Quality and consistency through collaboration


Sparke Helmore Lawyers has successfully defended an application for compensation in which a worker claimed to have sustained a psychological injury after he was threatened with being stood down without pay if he did not sign an updated company policy.

A meeting was held with the worker to seek his acceptance of an updated policy document following months of conversations, in which the employer addressed the worker’s many evolving queries. The policy document contained provisions to safely facilitate voluntary extensions to the employee’s shift hours to enable the employer to service a new commercial contract. All other staff, with the exception of the worker, had signed the policy. The worker continued to refuse to accept the changes outlined in the document, which only updated policies regarding voluntary shifts. Ultimately, the worker was given notice that if he did not sign the document before close of business of the following day, he would be stood down until such time as he did comply.

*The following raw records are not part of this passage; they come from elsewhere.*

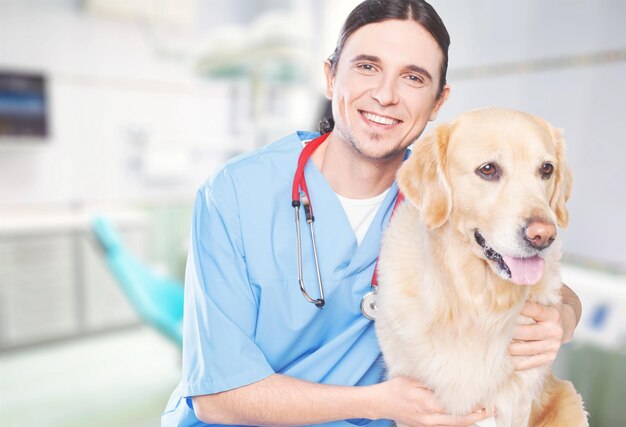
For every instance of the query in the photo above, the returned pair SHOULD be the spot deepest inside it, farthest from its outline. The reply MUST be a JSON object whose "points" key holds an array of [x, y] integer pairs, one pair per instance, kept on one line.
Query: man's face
{"points": [[384, 89]]}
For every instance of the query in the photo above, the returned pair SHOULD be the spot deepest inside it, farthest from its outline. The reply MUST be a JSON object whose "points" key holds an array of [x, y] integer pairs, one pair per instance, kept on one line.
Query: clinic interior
{"points": [[130, 105]]}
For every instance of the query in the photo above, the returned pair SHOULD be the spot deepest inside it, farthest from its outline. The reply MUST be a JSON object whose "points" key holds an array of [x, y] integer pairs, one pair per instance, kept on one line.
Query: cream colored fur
{"points": [[446, 314]]}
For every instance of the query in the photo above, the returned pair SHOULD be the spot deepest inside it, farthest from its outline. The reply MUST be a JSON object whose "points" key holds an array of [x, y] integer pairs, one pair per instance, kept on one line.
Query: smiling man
{"points": [[255, 350]]}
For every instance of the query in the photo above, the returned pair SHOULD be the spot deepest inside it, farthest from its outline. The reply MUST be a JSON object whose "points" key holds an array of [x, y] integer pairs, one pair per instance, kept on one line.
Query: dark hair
{"points": [[372, 11]]}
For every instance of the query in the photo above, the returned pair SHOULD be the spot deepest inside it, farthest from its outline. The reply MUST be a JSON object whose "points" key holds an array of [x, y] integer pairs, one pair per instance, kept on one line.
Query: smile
{"points": [[519, 270], [381, 120]]}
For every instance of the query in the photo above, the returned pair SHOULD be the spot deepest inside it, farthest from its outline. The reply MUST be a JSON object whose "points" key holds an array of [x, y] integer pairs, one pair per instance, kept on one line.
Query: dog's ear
{"points": [[422, 178], [563, 181]]}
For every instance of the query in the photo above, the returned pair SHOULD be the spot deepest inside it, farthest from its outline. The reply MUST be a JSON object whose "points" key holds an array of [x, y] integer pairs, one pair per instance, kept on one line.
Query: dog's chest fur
{"points": [[445, 319]]}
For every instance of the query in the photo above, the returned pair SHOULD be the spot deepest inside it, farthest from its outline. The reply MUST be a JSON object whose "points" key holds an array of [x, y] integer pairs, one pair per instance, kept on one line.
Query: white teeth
{"points": [[380, 120]]}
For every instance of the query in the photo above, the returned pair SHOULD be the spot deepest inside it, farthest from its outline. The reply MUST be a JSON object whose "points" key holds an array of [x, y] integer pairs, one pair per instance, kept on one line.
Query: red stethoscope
{"points": [[300, 197]]}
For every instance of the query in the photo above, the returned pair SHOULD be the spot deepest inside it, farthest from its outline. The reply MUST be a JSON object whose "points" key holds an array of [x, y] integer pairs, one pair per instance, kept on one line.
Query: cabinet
{"points": [[54, 282]]}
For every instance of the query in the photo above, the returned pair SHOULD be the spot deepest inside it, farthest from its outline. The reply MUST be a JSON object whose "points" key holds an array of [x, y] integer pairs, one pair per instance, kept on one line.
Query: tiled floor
{"points": [[120, 379]]}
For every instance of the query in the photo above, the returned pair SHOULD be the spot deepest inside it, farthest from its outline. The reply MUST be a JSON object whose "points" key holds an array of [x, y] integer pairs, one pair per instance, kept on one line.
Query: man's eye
{"points": [[366, 67], [489, 171]]}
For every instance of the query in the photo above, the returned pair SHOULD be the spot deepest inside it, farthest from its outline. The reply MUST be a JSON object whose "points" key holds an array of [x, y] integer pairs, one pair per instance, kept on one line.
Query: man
{"points": [[255, 352]]}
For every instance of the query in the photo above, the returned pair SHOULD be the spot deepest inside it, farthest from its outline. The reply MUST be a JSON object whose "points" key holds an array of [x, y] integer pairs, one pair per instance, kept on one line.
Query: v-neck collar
{"points": [[335, 238]]}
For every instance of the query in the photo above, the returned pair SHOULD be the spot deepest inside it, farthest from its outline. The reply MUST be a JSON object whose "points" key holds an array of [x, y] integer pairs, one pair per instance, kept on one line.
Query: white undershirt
{"points": [[361, 213]]}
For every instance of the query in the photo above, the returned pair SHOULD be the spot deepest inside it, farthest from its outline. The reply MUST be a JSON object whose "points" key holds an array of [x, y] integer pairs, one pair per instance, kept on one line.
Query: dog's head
{"points": [[499, 178]]}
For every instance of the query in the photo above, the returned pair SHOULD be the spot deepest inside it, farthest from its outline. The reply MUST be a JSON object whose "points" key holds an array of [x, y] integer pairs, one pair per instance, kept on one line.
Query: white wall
{"points": [[127, 121]]}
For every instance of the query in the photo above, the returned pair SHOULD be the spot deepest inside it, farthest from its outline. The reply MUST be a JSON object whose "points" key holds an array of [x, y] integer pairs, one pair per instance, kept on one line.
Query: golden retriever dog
{"points": [[475, 239]]}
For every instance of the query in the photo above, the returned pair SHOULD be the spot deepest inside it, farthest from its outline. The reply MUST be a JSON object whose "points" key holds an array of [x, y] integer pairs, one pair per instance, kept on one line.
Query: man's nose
{"points": [[385, 92], [539, 233]]}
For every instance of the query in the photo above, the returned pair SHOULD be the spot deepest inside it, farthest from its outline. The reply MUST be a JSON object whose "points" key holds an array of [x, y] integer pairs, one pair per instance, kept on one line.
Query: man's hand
{"points": [[538, 343], [410, 402]]}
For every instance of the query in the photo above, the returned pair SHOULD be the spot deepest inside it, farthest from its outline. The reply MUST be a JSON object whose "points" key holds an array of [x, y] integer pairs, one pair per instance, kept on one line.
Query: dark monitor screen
{"points": [[23, 105]]}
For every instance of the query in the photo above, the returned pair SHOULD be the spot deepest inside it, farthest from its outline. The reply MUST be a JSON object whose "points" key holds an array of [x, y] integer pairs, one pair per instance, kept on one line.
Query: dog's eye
{"points": [[488, 171], [547, 169]]}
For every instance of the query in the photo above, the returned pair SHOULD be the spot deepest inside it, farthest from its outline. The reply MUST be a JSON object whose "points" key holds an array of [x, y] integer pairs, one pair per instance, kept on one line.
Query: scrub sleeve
{"points": [[219, 352]]}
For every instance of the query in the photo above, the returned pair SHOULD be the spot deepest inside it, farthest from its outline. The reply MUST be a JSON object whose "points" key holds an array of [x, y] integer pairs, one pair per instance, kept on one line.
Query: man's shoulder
{"points": [[273, 160], [283, 149]]}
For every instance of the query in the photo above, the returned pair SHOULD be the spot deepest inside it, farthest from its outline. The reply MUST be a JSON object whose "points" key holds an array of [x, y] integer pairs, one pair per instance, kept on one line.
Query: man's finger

The worker made a claim for a psychological/psychiatric stress type injury as a result of these events, and sought compensation from the employer through an application to WorkCover WA. The worker had not been seen by any counsellors, psychologists or psychiatrists. He did not produce any reports in support of his claim from counsellors, psychologists or psychiatrists. He based his application on medical certificates and a single report from a general practitioner, which described him as suffering a range of conditions ranging from “stress” to an “adjustment disorder”. There was no uniform diagnosis.

The Arbitrator dismissed the worker’s claim on the basis that there was a lack of sufficient evidence to demonstrate the worker was suffering from a “disease” pursuant to the Workers’ Compensation and Injury Management Act 1981 (WA) (Act). His claim was also dismissed on the basis that the medical evidence failed to substantiate a correlation between the worker’s condition and his employment.

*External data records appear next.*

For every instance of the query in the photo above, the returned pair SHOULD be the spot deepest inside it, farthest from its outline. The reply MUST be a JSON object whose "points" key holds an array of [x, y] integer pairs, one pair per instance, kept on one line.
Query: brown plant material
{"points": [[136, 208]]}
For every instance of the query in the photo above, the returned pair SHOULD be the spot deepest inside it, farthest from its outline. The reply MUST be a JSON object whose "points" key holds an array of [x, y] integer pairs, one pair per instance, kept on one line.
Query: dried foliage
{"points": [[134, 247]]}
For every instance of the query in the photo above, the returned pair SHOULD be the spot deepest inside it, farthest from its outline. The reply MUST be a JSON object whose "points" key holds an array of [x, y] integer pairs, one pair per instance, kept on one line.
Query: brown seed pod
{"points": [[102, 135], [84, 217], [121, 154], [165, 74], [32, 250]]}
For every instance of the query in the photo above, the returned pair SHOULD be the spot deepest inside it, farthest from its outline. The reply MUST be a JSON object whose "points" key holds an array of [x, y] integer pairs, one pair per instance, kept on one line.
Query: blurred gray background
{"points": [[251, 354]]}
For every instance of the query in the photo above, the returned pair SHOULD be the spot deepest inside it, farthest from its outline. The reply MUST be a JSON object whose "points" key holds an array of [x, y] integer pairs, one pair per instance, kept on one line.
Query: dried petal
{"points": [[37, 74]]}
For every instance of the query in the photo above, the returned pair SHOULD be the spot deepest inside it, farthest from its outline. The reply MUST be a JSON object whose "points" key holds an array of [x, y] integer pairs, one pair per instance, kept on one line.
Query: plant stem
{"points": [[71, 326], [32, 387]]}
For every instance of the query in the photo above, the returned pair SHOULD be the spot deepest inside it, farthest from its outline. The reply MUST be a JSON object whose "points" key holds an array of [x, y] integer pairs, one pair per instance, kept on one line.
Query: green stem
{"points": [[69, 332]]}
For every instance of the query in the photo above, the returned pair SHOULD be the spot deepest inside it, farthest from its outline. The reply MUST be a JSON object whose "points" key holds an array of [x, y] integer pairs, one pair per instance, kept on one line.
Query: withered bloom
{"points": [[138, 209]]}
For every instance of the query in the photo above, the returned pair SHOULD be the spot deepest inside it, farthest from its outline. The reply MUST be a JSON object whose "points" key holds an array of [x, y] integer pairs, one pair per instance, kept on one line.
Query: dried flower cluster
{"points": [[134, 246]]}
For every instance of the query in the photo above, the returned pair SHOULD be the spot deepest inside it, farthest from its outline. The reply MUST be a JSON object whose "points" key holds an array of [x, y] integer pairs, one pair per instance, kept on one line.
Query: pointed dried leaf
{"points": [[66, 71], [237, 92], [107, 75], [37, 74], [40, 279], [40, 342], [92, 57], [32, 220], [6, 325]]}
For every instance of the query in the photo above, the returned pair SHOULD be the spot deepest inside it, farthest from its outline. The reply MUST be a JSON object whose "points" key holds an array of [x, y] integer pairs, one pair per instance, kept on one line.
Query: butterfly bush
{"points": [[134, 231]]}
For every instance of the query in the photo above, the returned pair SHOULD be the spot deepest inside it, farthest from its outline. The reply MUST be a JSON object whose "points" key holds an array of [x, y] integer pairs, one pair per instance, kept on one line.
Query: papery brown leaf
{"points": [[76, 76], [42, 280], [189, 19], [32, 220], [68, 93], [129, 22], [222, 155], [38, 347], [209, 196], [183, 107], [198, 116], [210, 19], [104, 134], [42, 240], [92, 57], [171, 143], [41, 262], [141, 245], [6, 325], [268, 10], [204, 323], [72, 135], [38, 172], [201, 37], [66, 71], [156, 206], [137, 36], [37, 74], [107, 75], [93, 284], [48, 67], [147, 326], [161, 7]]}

The Arbitrator commented that “stress” and “anxiety” are not diseases in their own right, unless they manifest as a specified disorder.

This is an excellent decision and seemingly does not follow a previous decision of Graeme Whelidon Pty Ltd (t/as Mirtza Services) v Cokic CM116/02. In that case (which has been used by many workers’ compensation claimants in WA), the arbitrator said that a worker could succeed in making a claim for compensation even though their condition cannot be identified with a label or as a recognised psychiatric condition. It was noted that “stress and anxiety” were conditions that were capable of being held to be “outside the boundaries or normal functioning and behaviour”. The worker in that case also only had medical certificates and report from his general practitioner with a generalised diagnosis of stress and anxiety, with no supporting evidence from counsellors, psychologists or psychiatrists. The report from his general practitioner however was quite detailed and the arbitrator accepted the foundation of the report as she accepted each of the factual findings on which it was based. The worker in that case was successful in obtaining an order for payment of compensation.

It is pleasing to note that there is a new case that imposes some critical oversight into what is required by way of medical evidence for a stress claim.